Microbes linked to cancer in threatened California foxes
Princeton University researchers funded by the National Science Foundation have shown that a shift in the microbiome -- the community of microbes such as bacteria, fungi and viruses found in the body -- is linked to cancer in a threatened subspecies of foxes found on one island off the California coast.
"Microbes affect animals in a number of ways including overall health," said Jong-on Hahm, a program director in NSF's Division of Graduate Education. NSF supported the research with a Graduate Research Fellowship -- grants designed to help ensure the vitality and diversity of the U.S. scientific and engineering workforce.

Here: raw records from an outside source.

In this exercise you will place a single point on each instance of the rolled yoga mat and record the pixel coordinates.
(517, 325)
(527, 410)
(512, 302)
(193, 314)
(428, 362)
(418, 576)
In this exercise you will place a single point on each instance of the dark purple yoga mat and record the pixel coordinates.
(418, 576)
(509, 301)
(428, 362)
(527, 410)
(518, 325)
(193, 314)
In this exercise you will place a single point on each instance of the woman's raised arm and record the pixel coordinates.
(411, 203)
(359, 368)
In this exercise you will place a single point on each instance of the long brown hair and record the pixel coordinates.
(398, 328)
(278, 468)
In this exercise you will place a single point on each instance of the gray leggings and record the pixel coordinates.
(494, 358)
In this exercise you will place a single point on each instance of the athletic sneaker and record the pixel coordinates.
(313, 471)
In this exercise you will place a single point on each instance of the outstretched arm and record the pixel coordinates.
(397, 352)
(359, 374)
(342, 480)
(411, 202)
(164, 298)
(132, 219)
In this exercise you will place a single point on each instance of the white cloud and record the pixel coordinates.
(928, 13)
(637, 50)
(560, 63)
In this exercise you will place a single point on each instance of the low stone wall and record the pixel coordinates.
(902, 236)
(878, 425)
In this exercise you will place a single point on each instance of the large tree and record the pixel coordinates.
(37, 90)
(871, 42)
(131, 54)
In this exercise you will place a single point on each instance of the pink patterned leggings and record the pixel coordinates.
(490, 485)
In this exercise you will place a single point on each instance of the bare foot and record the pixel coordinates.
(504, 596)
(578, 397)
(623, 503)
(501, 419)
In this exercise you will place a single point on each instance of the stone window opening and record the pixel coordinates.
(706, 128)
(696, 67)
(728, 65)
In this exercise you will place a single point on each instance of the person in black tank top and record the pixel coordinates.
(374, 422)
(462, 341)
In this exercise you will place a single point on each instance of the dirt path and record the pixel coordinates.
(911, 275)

"We were really excited to find such clear results," said Princeton researcher Alexandra DeCandia, the first author on the paper. "Everything we found -- reduced species diversity, shifts in community composition, overabundance of potentially pathogenic species -- fit within our expectations."
The Princeton researchers suggest the Santa Catalina foxes' cancer results from a several-step process. First, they say, the foxes become infested with bacteria that cause ear mites, which change their microbiome and allow a staph infection to take hold.
As the bacteria, Staphylococcus pseudintermedius, run rampant, the antibiotic-resistant infection leads to chronic inflammation of the foxes' ears. In that environment of inflamed tissue, tumors can flourish.
The researchers detailed their findings in a paper published in the journal Molecular Ecology.